WINTER 2011. MUSHROOM. 02.11.11
Walking through a small farmer’s market one rainy weekend morning, I was reminded of how dramatically kids tastes are shaped by their parents and the foods parents bring into the home. As we walked between the tables of root vegetables and hearty winter greens, our 5-year old picked up a beet and asked me to buy it. My husband and I looked at each other and exchanged a grimace, as if saying the words in unison in our heads: Eeew, beets! They taste like dirt! Neither of us likes beets. They are not a food we order in a restaurant or buy in a store. My son had never tasted beets, but something made him want to try them. A woman within earshot gave my son a wink and suggested we roast them and serve them with a salad of oranges and goat cheese. Hmm, I thought. Why not? I have lost count of the times I’ve said no to Froot Loops or cloyingly sweet snacks disguised as fruit. Here was my opportunity to say yes and overcome my own food hang-ups in order to broaden the palate of my growing boy.

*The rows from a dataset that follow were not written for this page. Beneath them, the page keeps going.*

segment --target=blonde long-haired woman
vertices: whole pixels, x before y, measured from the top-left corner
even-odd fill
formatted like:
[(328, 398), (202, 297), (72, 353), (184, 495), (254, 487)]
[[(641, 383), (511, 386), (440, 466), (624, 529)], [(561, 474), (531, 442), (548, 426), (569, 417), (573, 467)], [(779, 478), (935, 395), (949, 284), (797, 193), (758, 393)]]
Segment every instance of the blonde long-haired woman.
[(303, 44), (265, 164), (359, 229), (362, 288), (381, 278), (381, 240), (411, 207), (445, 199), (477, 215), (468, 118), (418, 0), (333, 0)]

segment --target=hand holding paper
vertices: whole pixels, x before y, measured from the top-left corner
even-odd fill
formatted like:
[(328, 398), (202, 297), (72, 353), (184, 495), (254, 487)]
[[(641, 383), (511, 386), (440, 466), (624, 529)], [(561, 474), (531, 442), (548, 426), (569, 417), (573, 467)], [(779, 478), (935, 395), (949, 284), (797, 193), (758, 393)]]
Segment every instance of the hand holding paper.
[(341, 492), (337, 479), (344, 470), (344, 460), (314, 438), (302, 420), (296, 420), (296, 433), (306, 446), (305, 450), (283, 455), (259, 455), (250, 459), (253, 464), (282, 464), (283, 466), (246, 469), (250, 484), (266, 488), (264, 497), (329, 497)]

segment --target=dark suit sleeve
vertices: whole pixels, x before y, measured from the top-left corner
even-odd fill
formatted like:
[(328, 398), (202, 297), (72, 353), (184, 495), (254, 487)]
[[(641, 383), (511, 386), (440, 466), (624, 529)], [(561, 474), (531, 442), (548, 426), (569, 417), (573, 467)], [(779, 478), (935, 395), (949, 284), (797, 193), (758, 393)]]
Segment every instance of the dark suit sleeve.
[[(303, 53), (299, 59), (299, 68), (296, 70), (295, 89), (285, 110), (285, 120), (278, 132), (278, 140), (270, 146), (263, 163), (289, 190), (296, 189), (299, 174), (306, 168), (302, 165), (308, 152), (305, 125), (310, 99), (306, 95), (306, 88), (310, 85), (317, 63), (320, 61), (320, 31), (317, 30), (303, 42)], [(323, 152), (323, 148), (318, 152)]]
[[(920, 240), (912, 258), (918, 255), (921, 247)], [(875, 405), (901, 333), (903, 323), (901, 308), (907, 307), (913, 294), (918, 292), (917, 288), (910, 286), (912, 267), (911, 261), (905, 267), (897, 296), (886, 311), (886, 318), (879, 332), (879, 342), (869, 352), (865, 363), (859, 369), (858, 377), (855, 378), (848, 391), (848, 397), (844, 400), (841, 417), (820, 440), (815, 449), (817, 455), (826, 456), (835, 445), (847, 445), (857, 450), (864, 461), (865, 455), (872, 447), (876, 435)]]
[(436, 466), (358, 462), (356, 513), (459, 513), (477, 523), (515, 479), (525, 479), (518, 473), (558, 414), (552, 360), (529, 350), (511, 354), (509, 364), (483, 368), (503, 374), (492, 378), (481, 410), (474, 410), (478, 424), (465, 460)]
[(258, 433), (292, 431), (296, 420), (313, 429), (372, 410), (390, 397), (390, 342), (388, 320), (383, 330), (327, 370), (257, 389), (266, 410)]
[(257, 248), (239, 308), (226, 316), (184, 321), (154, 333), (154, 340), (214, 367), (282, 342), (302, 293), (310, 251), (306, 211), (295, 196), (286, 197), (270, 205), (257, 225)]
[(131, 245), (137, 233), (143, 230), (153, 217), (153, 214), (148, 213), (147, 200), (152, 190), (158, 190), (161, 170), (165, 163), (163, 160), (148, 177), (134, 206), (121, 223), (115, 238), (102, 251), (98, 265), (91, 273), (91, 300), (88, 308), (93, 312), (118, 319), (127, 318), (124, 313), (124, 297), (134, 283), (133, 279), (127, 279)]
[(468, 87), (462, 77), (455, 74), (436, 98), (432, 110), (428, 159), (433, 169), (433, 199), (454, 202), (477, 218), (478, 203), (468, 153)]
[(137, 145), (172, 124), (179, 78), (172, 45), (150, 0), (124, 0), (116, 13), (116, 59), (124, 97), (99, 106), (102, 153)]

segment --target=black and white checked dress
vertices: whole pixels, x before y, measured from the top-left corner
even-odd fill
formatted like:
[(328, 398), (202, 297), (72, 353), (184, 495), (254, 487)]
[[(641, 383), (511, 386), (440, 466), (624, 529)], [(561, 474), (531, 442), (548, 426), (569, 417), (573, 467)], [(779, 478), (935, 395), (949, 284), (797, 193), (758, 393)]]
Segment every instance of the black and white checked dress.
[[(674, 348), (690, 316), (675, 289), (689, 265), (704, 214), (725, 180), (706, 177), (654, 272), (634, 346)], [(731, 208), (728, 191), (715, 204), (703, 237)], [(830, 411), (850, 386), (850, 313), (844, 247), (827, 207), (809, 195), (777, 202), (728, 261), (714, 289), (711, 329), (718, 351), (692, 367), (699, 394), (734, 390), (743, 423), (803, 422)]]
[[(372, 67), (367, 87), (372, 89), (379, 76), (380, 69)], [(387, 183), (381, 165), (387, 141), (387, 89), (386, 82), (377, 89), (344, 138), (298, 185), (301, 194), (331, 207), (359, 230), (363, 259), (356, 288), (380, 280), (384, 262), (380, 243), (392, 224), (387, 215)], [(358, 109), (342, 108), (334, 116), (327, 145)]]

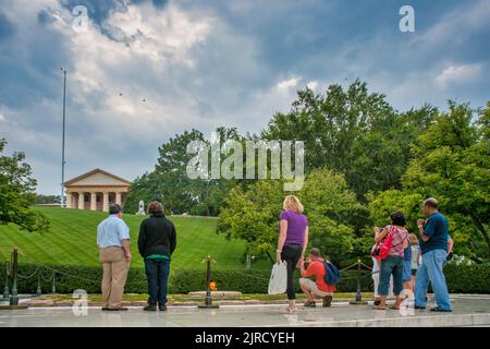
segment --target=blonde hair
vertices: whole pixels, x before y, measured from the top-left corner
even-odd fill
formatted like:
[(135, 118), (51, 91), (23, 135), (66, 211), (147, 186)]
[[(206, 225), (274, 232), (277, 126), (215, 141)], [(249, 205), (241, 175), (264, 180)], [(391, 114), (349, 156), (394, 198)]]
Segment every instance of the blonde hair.
[(408, 234), (408, 242), (409, 244), (417, 244), (418, 243), (418, 238), (415, 233), (409, 233)]
[(284, 208), (284, 209), (292, 209), (292, 210), (297, 212), (299, 214), (302, 214), (303, 210), (304, 210), (302, 202), (299, 201), (299, 198), (297, 198), (294, 195), (287, 195), (284, 198), (284, 202), (282, 203), (282, 208)]

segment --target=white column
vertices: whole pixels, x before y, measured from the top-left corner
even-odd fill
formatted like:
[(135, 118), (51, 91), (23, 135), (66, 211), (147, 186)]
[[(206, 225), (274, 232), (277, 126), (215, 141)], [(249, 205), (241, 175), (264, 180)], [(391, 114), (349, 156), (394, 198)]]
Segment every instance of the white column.
[(79, 192), (78, 193), (78, 209), (85, 208), (84, 203), (85, 203), (85, 195), (83, 192)]
[(66, 208), (72, 208), (72, 193), (66, 193), (66, 202), (65, 202), (65, 207)]
[(121, 192), (117, 192), (117, 193), (115, 193), (115, 203), (117, 203), (118, 205), (121, 205)]
[(91, 210), (97, 209), (97, 193), (96, 192), (90, 193), (90, 209)]
[(109, 193), (103, 193), (102, 196), (102, 210), (109, 212)]

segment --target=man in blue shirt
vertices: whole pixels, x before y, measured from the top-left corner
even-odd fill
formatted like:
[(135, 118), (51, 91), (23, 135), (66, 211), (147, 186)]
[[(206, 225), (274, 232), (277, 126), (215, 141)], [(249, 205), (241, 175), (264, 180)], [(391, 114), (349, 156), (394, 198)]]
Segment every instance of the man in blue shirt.
[(131, 238), (120, 205), (111, 205), (109, 217), (97, 226), (97, 246), (103, 269), (102, 310), (127, 310), (121, 304), (132, 260)]
[(442, 272), (448, 257), (448, 219), (439, 212), (438, 201), (433, 197), (424, 202), (422, 213), (427, 219), (417, 220), (422, 264), (415, 281), (415, 309), (426, 309), (430, 281), (437, 303), (431, 311), (451, 312), (451, 300)]

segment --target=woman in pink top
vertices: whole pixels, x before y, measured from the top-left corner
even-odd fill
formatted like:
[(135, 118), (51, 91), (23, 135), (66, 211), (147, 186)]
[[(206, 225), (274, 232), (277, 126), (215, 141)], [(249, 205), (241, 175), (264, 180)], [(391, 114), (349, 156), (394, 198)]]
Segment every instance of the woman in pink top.
[(403, 255), (404, 250), (408, 246), (408, 231), (405, 229), (405, 216), (401, 212), (393, 213), (390, 218), (390, 226), (384, 227), (382, 230), (375, 228), (376, 243), (383, 241), (389, 234), (393, 238), (388, 257), (381, 261), (378, 286), (380, 302), (379, 305), (375, 306), (377, 310), (384, 310), (387, 306), (391, 275), (393, 275), (393, 293), (396, 297), (396, 301), (391, 309), (400, 309), (400, 303), (402, 302), (400, 293), (403, 290)]
[(287, 313), (296, 312), (296, 292), (293, 274), (299, 268), (308, 245), (308, 219), (303, 214), (303, 205), (294, 195), (287, 195), (279, 217), (279, 239), (275, 262), (285, 261), (287, 267)]

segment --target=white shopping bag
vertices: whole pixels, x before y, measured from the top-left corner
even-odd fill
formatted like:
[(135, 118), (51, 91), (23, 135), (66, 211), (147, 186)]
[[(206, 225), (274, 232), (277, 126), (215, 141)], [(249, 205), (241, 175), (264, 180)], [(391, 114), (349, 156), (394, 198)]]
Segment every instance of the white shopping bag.
[(284, 293), (287, 288), (287, 269), (286, 263), (275, 263), (272, 267), (269, 280), (269, 294)]

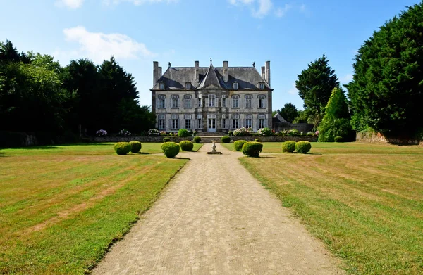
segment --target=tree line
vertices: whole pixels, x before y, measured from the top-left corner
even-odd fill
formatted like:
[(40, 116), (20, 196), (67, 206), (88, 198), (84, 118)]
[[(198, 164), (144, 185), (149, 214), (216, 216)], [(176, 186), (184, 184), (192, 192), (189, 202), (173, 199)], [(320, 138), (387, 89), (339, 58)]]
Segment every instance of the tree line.
[[(314, 124), (319, 141), (353, 131), (423, 139), (423, 1), (407, 7), (366, 40), (355, 56), (352, 81), (340, 85), (324, 54), (298, 75), (304, 110), (278, 110), (290, 122)], [(346, 91), (344, 89), (346, 89)]]
[(140, 134), (154, 127), (155, 117), (138, 96), (133, 77), (113, 57), (99, 65), (78, 59), (61, 67), (51, 56), (0, 42), (0, 131), (53, 140), (101, 129)]

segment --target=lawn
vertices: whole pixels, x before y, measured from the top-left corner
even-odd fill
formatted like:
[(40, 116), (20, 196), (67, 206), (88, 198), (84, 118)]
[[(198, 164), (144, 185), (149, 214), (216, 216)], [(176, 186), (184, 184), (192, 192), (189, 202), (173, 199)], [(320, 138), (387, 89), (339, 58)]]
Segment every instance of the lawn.
[(87, 272), (188, 161), (160, 144), (0, 150), (0, 274)]
[(423, 274), (423, 148), (312, 146), (312, 154), (240, 160), (351, 274)]

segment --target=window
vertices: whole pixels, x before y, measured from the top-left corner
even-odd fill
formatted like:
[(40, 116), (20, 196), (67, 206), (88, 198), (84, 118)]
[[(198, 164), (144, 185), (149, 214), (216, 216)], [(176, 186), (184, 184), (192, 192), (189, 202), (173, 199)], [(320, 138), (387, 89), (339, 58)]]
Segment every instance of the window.
[(179, 120), (178, 115), (172, 115), (172, 129), (179, 129)]
[(245, 128), (252, 127), (252, 116), (251, 115), (245, 115)]
[(222, 107), (226, 107), (226, 95), (222, 95)]
[(222, 115), (222, 129), (226, 129), (226, 115)]
[(259, 129), (264, 128), (266, 127), (264, 124), (265, 120), (265, 115), (259, 115)]
[(191, 129), (191, 115), (185, 115), (185, 129)]
[(197, 120), (198, 122), (198, 129), (202, 129), (202, 117), (201, 115), (198, 115)]
[(184, 107), (185, 108), (188, 108), (188, 109), (192, 108), (191, 101), (192, 100), (192, 96), (191, 96), (190, 94), (185, 94), (185, 96), (183, 96), (183, 98), (185, 99)]
[(259, 108), (266, 108), (266, 96), (259, 95)]
[(238, 115), (234, 115), (232, 116), (232, 128), (238, 129), (240, 127), (240, 116)]
[(252, 95), (245, 95), (245, 108), (252, 108)]
[(171, 96), (171, 103), (172, 104), (171, 105), (171, 108), (179, 108), (179, 96), (177, 94), (173, 94)]
[(232, 108), (240, 108), (240, 96), (238, 94), (232, 96)]
[(209, 95), (209, 107), (216, 107), (216, 95)]
[(159, 115), (159, 129), (164, 130), (166, 129), (166, 115)]
[(159, 108), (166, 108), (166, 96), (164, 94), (159, 95)]

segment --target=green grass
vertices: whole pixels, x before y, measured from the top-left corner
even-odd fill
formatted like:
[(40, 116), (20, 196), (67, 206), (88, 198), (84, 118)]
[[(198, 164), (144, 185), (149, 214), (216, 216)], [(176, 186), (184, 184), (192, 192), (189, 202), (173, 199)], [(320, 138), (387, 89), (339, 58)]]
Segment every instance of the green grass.
[(350, 273), (423, 274), (423, 148), (312, 146), (312, 154), (240, 160)]
[[(53, 145), (44, 146), (23, 147), (13, 148), (0, 148), (0, 157), (8, 155), (114, 155), (114, 143), (86, 143), (70, 145)], [(141, 151), (138, 154), (157, 154), (162, 153), (159, 143), (142, 143)], [(194, 143), (193, 151), (198, 151), (202, 144)], [(129, 153), (132, 155), (132, 153)]]
[[(264, 142), (262, 153), (283, 153), (282, 143)], [(312, 154), (400, 154), (400, 155), (423, 155), (422, 147), (416, 146), (398, 146), (391, 144), (370, 144), (358, 142), (329, 143), (311, 142)], [(233, 143), (221, 143), (221, 145), (235, 151)]]
[(0, 150), (0, 274), (87, 272), (187, 161), (112, 143)]

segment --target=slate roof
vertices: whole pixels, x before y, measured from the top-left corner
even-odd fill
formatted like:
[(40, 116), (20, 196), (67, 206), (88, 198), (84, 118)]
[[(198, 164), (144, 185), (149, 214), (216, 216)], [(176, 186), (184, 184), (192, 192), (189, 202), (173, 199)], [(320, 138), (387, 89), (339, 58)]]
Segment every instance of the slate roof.
[(235, 82), (238, 83), (238, 90), (258, 90), (259, 82), (264, 82), (265, 89), (273, 90), (255, 67), (229, 67), (229, 79), (226, 82), (223, 81), (222, 67), (213, 65), (200, 67), (199, 82), (194, 79), (195, 70), (195, 67), (168, 68), (152, 90), (160, 90), (160, 82), (164, 82), (165, 90), (185, 90), (185, 82), (190, 82), (195, 89), (207, 89), (210, 86), (231, 89)]

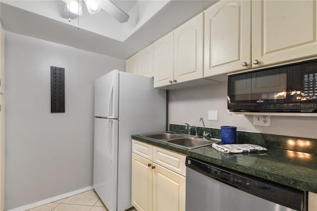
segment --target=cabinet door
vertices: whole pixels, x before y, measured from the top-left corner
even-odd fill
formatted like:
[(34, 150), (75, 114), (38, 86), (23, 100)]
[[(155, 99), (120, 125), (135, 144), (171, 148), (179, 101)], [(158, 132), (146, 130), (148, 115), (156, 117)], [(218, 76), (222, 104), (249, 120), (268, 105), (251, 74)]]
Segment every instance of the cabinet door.
[(152, 164), (132, 153), (131, 201), (139, 211), (152, 210)]
[(317, 54), (316, 0), (252, 1), (253, 67)]
[(139, 75), (138, 71), (138, 55), (135, 54), (125, 60), (125, 71), (130, 73)]
[(249, 0), (220, 1), (205, 11), (204, 77), (251, 67), (251, 26)]
[(143, 49), (138, 53), (138, 55), (139, 74), (153, 77), (153, 45)]
[(153, 161), (179, 173), (186, 176), (186, 157), (159, 147), (153, 147)]
[(174, 79), (173, 39), (172, 32), (154, 43), (154, 87), (171, 84)]
[(184, 211), (186, 178), (153, 163), (153, 209), (154, 211)]
[(175, 83), (203, 77), (204, 14), (174, 31)]

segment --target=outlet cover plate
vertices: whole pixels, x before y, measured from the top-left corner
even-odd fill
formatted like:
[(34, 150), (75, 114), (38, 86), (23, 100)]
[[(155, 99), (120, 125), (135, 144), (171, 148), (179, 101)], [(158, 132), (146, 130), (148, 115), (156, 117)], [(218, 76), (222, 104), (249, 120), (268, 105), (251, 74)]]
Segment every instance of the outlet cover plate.
[(218, 111), (209, 110), (208, 120), (211, 121), (218, 121)]
[(271, 116), (267, 115), (254, 115), (253, 125), (270, 127)]

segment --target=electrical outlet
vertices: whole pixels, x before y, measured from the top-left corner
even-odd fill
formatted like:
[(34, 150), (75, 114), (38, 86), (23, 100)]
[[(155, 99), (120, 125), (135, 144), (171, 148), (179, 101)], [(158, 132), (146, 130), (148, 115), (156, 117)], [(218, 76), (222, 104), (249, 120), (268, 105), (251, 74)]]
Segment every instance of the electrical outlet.
[(271, 126), (271, 116), (267, 115), (254, 115), (253, 125)]
[(209, 110), (208, 120), (210, 121), (218, 121), (218, 111)]

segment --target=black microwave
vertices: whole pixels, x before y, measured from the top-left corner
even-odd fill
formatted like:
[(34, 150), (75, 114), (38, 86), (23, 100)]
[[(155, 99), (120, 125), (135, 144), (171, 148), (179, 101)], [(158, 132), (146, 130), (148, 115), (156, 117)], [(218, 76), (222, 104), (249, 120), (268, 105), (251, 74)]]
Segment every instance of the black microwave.
[(228, 75), (234, 112), (317, 112), (317, 59)]

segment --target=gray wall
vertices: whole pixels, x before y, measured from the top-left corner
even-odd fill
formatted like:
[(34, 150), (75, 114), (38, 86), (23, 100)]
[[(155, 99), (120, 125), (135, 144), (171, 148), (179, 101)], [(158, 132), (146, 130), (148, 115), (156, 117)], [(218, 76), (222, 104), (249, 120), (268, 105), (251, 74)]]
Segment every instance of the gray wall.
[[(220, 128), (233, 125), (237, 130), (257, 133), (317, 138), (317, 117), (271, 116), (270, 127), (253, 125), (253, 115), (229, 114), (227, 84), (219, 83), (169, 91), (169, 123)], [(208, 110), (218, 110), (218, 121), (208, 120)]]
[[(5, 42), (9, 210), (92, 185), (94, 80), (125, 61), (9, 32)], [(51, 113), (51, 65), (65, 68), (64, 113)]]

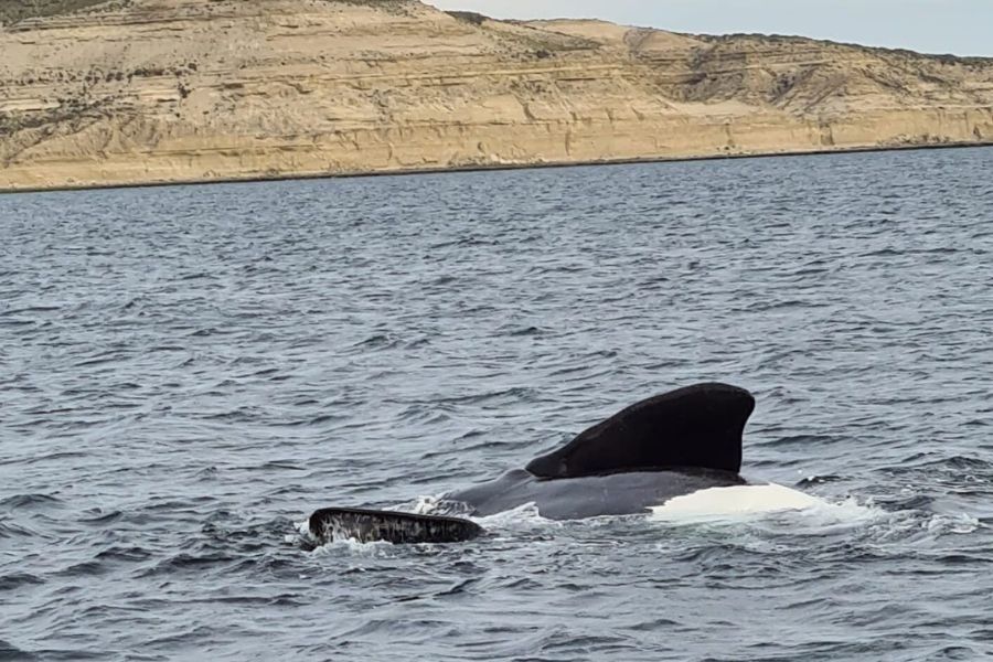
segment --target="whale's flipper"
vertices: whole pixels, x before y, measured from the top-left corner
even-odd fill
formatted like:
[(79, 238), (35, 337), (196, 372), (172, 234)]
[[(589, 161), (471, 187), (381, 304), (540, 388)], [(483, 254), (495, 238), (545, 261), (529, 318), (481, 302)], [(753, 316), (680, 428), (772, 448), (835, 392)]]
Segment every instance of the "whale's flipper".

I roasted that beet holding my nose all the while (discreetly, of course). The dark red juice staining my cutting board and dripping from my knife nearly made my toes curl, but I peeled the beet and served it straight up without any seasoning. He took one bite, then another. And then he asked for more until it was gone. That night, I asked him the same question I ask each night before lights are out and covers are tucked: What was the best part of your day? We’d had a full day of fun-filled activities that included a metro ride and a parade, so imagine my surprise when he replied: I really liked that beet, mommy. Maybe it was the taste of the beet, or maybe it was having found pleasure in something that causes his parents to squirm. I can’t know for sure, but it doesn’t matter. What matters is the powerful reminder that kids’ palates are clean slates, ready to develop their own likes and dislikes if we’d only let them.